We live in a world in which technology has made staying in touch with people so much easier, and yet we are as disconnected from one another as we have ever been.   In the days of Jane Austen, decorum kept conversations and relationships superficial, avoiding topics like religion or politics and staying with safe ones like the weather.  No such decorum exists today.  Strangers share their most intimate thoughts, desires, beliefs and actions with other strangers.  But relationships are no more intimate.  It’s cyber flashing.  We all walk around in trench coats looking for an audience, then FLASH!  We watch for reactions, and if they are favorable, we stay for more.  If not, we close our coats and find another audience.
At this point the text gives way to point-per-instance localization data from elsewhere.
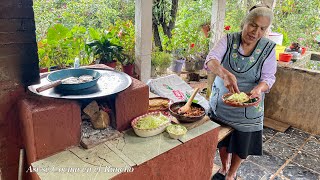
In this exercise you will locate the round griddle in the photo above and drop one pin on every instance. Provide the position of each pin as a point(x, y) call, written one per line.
point(110, 82)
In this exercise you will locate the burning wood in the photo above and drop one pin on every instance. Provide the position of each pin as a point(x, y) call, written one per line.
point(99, 118)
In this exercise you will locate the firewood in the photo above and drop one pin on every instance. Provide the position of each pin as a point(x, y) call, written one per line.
point(100, 120)
point(91, 109)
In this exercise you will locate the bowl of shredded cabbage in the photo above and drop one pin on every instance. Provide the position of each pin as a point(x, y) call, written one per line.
point(176, 131)
point(240, 99)
point(150, 124)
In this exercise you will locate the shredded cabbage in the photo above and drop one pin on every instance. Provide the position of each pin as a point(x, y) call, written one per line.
point(176, 129)
point(152, 121)
point(239, 97)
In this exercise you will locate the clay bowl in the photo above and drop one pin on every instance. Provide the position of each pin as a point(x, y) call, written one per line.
point(173, 108)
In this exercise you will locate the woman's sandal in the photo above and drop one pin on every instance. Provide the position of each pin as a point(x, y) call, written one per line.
point(218, 176)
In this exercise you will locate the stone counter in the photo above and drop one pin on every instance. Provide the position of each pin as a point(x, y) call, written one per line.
point(294, 98)
point(133, 157)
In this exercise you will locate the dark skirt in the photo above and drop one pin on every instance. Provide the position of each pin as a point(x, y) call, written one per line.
point(243, 143)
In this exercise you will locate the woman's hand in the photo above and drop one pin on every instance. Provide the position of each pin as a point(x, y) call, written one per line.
point(255, 92)
point(230, 82)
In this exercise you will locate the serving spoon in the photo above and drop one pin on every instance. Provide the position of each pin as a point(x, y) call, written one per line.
point(187, 107)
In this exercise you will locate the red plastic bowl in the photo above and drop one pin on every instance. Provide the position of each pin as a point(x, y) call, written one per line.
point(285, 57)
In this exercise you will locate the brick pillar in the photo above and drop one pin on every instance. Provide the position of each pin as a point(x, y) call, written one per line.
point(130, 103)
point(48, 126)
point(18, 68)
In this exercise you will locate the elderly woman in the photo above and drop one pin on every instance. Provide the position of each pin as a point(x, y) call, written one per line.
point(243, 62)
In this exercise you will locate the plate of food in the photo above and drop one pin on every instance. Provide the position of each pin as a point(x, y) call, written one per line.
point(151, 124)
point(240, 99)
point(196, 113)
point(158, 104)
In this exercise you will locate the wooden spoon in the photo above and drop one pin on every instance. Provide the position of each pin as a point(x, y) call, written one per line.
point(187, 106)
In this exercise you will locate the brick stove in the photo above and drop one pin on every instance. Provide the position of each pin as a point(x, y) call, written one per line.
point(49, 125)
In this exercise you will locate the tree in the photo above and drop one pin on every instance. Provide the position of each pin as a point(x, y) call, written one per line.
point(163, 17)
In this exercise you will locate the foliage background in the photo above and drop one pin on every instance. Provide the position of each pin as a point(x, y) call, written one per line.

Cyber relationships are easy.  You don’t have to clean up your house, shower or change your clothes when your cyber friends come to visit.  If the conversation gets too dull, too heavy or too controversial, you walk away with little thought of your cyber friend or the real person behind the computer.   Real relationships are messy.  They take work.  They are risky.  Real relationships are costly.  We may be called to tear our robes, weep, sprinkle dust on our heads and be silent.  

What is God saying to me lately?  This Holy Week, God is saying  Love others as I have loved you.  It’s a costly love, one that will require actions that far exceed my feelings at the moment.

I am not advocating shunning all electronic relationships.   I don’t believe that desserts, for example, are so dangerous because of what they contain, but for what they replace.  If your diet consists of only desserts, you will miss the food that truly nourishes and sustains.  We are called to love others as Jesus loved us, and we can only do so much of that behind online masks.  Jesus shared meals with people, went to the markets where they shopped, the wells where they drew water, the shores where they fished, the temples where they prayed.  He met people in the places of their everyday lives and prayed for them, touched them, healed them, and taught them.  Christ connected with people and loved them, even unto death on the cross.

Jesus is calling me to a leap of faith into the Holy Wild.  He’s calling me to trust Him and follow Him.  He’s asking me to be bold and courageous. He’s commanding me to love others as He loved, no matter what the cost.  He’s calling you, too, and, to borrow from my friend, Steve Brown, He asked me to remind you.